Anon: recensione del film con Clive Owen e Amanda Seyfried
La recensione di Anon, il thriller di fantascienza scritto e diretto da Andrew Niccol, interpretato da Clive Owen e Amanda Seyfried, disponibile su Netflix
Anon è un thriller di fantascienza scritto e diretto da Andrew Niccol, interpretato da Clive Owen e Amanda Seyfried. Anon, disponibile su Netflix dal 4 maggio 2018, è un film ambientato nel futuro, in un mondo in cui la privacy e l’anonimato non esistono più.
La realtà come la conosciamo sembra essere svanita. La privacy è stata eliminata tramite degli impianti neurali, un sistema informatico capace di registrare tutto ciò che vedi e senti e che li memorizza nell’Ether, un database che ingloba tutta la vita di ogni persona, a partire anche dai ricordi, un dispositivo usato per lo più dalla polizia per perseguire i criminali. Il sistema, inoltre, offre anche una sorta di realtà aumentata che mostra, attraverso i propri occhi, le identità di tutti in tempo reale e ovviamente inserzioni pubblicitarie ovunque su ogni superficie.

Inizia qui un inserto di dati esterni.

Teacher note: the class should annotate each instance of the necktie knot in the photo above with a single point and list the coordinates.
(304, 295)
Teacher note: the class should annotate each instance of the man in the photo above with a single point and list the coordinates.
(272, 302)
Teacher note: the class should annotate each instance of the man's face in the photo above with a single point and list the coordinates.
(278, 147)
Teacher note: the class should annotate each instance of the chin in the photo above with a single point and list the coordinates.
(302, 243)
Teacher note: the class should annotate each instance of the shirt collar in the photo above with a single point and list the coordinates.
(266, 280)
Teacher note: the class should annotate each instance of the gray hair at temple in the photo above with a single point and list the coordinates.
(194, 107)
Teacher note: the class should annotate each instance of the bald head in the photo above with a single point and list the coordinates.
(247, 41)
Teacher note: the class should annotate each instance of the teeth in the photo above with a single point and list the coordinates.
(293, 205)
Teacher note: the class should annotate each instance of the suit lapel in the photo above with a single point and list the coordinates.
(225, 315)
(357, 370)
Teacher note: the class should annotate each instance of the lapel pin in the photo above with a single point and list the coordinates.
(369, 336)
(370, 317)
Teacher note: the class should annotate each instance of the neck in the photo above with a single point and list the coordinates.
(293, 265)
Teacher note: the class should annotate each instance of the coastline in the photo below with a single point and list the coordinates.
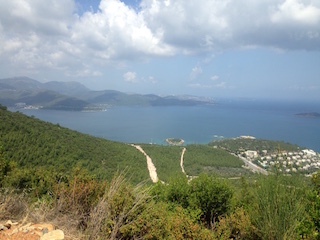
(175, 141)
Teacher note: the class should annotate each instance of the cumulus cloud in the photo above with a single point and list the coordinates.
(50, 34)
(195, 72)
(214, 78)
(130, 77)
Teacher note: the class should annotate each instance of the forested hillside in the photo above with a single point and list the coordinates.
(30, 142)
(93, 188)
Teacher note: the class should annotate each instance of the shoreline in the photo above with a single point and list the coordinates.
(175, 141)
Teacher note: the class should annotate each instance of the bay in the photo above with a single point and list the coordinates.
(196, 124)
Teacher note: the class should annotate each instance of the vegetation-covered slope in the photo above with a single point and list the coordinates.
(31, 142)
(236, 144)
(204, 158)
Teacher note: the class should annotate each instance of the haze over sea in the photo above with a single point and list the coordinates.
(196, 124)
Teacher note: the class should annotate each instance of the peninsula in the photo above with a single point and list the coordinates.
(175, 141)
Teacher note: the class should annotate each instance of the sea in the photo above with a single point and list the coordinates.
(273, 120)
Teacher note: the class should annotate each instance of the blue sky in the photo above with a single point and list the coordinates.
(231, 48)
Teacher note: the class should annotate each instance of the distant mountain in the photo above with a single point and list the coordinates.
(25, 91)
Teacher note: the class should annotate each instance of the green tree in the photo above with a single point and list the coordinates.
(212, 195)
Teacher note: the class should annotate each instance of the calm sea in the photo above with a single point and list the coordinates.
(199, 124)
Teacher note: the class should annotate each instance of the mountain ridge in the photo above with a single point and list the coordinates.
(75, 96)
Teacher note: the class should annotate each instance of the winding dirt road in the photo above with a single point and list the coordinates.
(152, 169)
(181, 160)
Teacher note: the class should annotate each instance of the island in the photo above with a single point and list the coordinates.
(311, 114)
(175, 141)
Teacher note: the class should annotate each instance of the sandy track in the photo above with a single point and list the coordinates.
(152, 169)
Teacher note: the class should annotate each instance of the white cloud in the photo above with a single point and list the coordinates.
(297, 11)
(37, 34)
(199, 85)
(221, 85)
(130, 77)
(195, 72)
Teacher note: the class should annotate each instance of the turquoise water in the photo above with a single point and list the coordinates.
(199, 124)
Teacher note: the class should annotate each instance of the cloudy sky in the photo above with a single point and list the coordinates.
(216, 48)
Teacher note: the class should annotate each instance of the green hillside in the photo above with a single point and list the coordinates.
(30, 142)
(203, 158)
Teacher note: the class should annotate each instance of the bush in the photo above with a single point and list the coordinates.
(212, 195)
(279, 210)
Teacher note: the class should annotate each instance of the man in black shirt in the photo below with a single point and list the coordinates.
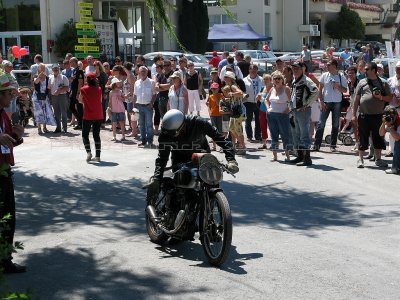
(77, 82)
(242, 64)
(162, 86)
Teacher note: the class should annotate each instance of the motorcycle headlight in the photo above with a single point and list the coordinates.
(210, 173)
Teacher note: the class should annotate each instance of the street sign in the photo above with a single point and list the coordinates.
(86, 48)
(86, 19)
(85, 4)
(84, 26)
(84, 55)
(86, 12)
(86, 32)
(86, 40)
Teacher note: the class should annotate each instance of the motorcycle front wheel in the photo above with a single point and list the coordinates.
(217, 230)
(157, 235)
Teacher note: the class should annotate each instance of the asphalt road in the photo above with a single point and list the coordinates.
(329, 231)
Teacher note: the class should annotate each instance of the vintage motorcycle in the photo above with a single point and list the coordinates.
(191, 200)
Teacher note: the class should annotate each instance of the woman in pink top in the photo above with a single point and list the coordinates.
(117, 108)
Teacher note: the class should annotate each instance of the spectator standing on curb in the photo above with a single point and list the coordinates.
(91, 99)
(306, 57)
(10, 136)
(76, 84)
(304, 93)
(214, 61)
(143, 99)
(194, 83)
(253, 83)
(391, 124)
(58, 85)
(331, 88)
(371, 95)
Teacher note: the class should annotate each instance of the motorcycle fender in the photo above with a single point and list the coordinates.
(215, 190)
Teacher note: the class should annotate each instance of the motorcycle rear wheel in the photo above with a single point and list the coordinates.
(157, 235)
(217, 230)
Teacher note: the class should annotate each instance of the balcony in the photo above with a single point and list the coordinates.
(367, 12)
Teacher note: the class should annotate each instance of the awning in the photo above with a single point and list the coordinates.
(234, 33)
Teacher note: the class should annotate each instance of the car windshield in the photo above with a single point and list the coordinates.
(253, 54)
(197, 58)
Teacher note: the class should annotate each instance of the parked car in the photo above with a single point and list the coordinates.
(200, 61)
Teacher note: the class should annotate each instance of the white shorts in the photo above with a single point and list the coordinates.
(315, 112)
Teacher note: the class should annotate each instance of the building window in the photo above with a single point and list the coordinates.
(267, 27)
(221, 19)
(19, 15)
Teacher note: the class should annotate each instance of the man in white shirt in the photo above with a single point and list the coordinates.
(90, 66)
(143, 99)
(58, 86)
(253, 84)
(332, 86)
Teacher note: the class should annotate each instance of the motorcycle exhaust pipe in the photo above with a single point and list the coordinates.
(151, 213)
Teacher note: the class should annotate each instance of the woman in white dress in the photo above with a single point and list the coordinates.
(42, 110)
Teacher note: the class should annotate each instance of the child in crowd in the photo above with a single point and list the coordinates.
(391, 124)
(24, 104)
(213, 109)
(117, 108)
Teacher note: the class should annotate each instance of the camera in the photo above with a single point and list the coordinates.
(388, 117)
(376, 91)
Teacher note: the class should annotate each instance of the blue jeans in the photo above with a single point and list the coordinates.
(146, 123)
(279, 125)
(333, 107)
(301, 137)
(252, 111)
(396, 155)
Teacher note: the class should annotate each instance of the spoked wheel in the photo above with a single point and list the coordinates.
(156, 234)
(217, 233)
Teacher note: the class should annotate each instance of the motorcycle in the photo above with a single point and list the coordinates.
(191, 200)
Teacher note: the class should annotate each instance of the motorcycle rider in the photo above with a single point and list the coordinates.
(181, 136)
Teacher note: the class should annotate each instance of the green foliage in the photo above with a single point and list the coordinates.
(193, 26)
(348, 25)
(5, 250)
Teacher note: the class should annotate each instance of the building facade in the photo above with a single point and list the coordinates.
(35, 23)
(291, 23)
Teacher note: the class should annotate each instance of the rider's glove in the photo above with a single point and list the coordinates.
(153, 188)
(233, 166)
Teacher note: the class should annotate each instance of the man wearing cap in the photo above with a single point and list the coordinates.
(306, 57)
(231, 67)
(143, 99)
(253, 84)
(10, 136)
(8, 67)
(394, 84)
(304, 94)
(214, 61)
(372, 94)
(78, 77)
(58, 86)
(241, 63)
(331, 88)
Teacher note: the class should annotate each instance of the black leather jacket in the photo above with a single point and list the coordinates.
(192, 140)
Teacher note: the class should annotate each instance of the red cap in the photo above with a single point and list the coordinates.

Un investigatore, Sal Frieland, si troverà alle prese di molti casi di omicidi irrisolti e collegati tra loro, il cui killer è abilissimo nel coprire le proprie traccie e depistare le investigazioni, per mezzo di un ingegnoso hackeraggio del sistema di trasparenza del governo. Frieland cerca in tutti i modi di scovare un omicida che non ha un volto, di cui non si possiede nessuna registrazione, nessuna informazione e che non è mai stato identificato. Ma l’investigatore, nel mezzo delle indagini, incontra una donna misteriosa, una donna senza identità che potrebbe condurlo sino alla risoluzione degli omicidi.

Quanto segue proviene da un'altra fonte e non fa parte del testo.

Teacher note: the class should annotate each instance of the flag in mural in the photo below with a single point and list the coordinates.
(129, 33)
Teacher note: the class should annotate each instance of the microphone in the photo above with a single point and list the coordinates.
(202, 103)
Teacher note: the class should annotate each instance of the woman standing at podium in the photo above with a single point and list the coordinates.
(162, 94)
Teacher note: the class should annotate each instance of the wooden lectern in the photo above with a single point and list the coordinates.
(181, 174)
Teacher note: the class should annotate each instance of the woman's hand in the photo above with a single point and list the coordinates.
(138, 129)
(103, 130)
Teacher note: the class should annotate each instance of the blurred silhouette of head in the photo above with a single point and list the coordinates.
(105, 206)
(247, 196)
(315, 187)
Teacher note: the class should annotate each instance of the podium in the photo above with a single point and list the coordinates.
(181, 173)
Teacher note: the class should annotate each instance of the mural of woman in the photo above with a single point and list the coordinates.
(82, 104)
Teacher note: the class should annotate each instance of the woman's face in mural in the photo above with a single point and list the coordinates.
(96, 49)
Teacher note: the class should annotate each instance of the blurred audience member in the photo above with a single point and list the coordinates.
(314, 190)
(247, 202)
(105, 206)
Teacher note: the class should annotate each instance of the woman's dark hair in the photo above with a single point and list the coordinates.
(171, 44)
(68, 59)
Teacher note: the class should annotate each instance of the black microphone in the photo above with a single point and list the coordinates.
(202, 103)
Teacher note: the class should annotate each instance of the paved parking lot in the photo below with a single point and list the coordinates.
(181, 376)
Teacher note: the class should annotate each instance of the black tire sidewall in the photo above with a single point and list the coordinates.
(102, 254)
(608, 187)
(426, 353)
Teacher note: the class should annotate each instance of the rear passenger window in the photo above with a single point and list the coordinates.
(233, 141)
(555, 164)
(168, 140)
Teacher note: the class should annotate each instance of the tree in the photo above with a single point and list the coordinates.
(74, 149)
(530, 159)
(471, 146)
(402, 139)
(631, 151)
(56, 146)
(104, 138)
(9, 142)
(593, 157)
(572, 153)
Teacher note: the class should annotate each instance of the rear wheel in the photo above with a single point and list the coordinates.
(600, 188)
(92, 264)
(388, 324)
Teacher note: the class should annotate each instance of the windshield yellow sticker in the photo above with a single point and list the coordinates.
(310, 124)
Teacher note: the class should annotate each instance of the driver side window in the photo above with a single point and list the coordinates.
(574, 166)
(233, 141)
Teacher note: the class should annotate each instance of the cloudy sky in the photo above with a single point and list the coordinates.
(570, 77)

Anon: il film con Clive Owen e Amanda Seyfried
Anon è uno sci-fi dalle tinte noir, scritto e diretto da Andrew Niccol (Gattaca, In time, The host) un film che parte dalla fantascienza per inserirsi nel thriller, una narrazione criminale spesso sconsiderata e rigida. Il film apre una finestra su un futuro non così lontano, in cui la nostra prospettiva è sempre registrata da un sistema informatico, tant’è che il film pone al centro la logica dell’occhio della mente, in cui il virtuale sembra più reale della realtà.
Questo mondo, al di là della sua prospettiva hi-tech, ha una sua atmosfera spesso molto desaturata. L’estetica del film, a partire dai palazzi all’abbigliamento, tende al grigio ed è una tela vuota, in cui manca colore e personalità, un mondo che sembra non essere vissuto da nessuno. Questo perché il mondo reale ha lasciato il posto alla realtà aumentata, che la supera di gran lunga in ogni aspetto. Possiamo notare come manchino foto, ricordi, perché sono tutte registrate, accessibili ovunque e sempre, ed è proprio questo sistema di sorveglianza, a cui la polizia accede, che comincia ad incrinarsi.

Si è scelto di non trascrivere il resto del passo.